Pour toi, ça relève du simple malentendu.
Pour les personnes non-blanches qui sont systématiquement sous-représentées, c'est exténuant, parce que c'est encore et toujours la même excuse, le même refus de se pencher sur le problème, en disant simplement "ça ne me semble pas flagrant".
Et certes, j'avais écrit mon message AVANT de connaître cette proportion, mais c'est parce que quand tu commences à examiner les problèmes de diversité, tu te rends compte que c'est partout, tout le temps, et dans un évènement prestigieux sur un sujet technique, tu peux être à peu près sure que ce sera encore plus flagrant que d'habitude SAUF si les organisateurs ont eu une vraie volonté de favoriser la diversité. Et, vu le discours des organisateurs sur la proportion de femmes, j'ai supposé (j'aurais pu me tromper, mais bon) que la notion de diversité leur échappait autant.
Pour en revenir à l'échange qui a eu lieu ici : tu postes un commentaire en ne comprenant pas tout à fait le fond de mon message, et au passage en utilisant l'expression "bénéfice du doute" - parce que tu ne te rends pas compte à quel point le problème de diversité est omniprésent.
@seinouille répond parce que ce que tu dis la touche personnellement et la blesse, et elle t'explique pourquoi.
Là, tu ne t'en était pas rendue compte, mais elle était en train de te donner l'opportunité de t'améliorer et de comprendre. Ce qui était le but de ta venue ici, ça tombe bien.
Seulement, tu n'as retenu de son message qu'une attaque personnelle. Tu n'as retenu que le ton. Et tu as eu envie de te défendre.
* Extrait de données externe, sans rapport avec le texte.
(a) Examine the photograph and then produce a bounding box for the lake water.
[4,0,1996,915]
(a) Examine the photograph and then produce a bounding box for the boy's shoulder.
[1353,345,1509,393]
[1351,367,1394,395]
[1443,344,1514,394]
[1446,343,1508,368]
Ce qui est un réflexe qu'on a toutes quand on a l'impression d'être "attaquées". Seulement, dans le cas d'une discussion sur une oppression, quand tu es en position de privilège (ici, être blanche - dans une discussion sur le sexisme, être un homme, etc), il faut apprendre à "encaisser" et écouter ce qui nous est dit, même si le ton nous rebute. Se remettre en question, même si on a l'impression que ce qui nous est dit est injuste. Laisser décanter le discours.
Sauf que personne ne nous apprend ça à l'école. On vit dans une société qui aime à croire que l'oppression, dans notre-beau-pays-des-Droits-de-l'Homme (lol), l'oppression n'existe plus, on a bazardé tout ça à la Révolution, donc il n'y a plus besoin d'en parler.
Donc, tu es piquée au vif et tu réponds point par point au message, en incluant des blagues, dont une franchement raciste.
Je ne viens pas te dire que tes messages n'ont rien à faire ici (la blague si, en revanche), parce qu'il n'y a pas question d'avoir "le droit" de poster ou pas. Le droit, tu l'as, et tu l'as utilisé, ton message est là.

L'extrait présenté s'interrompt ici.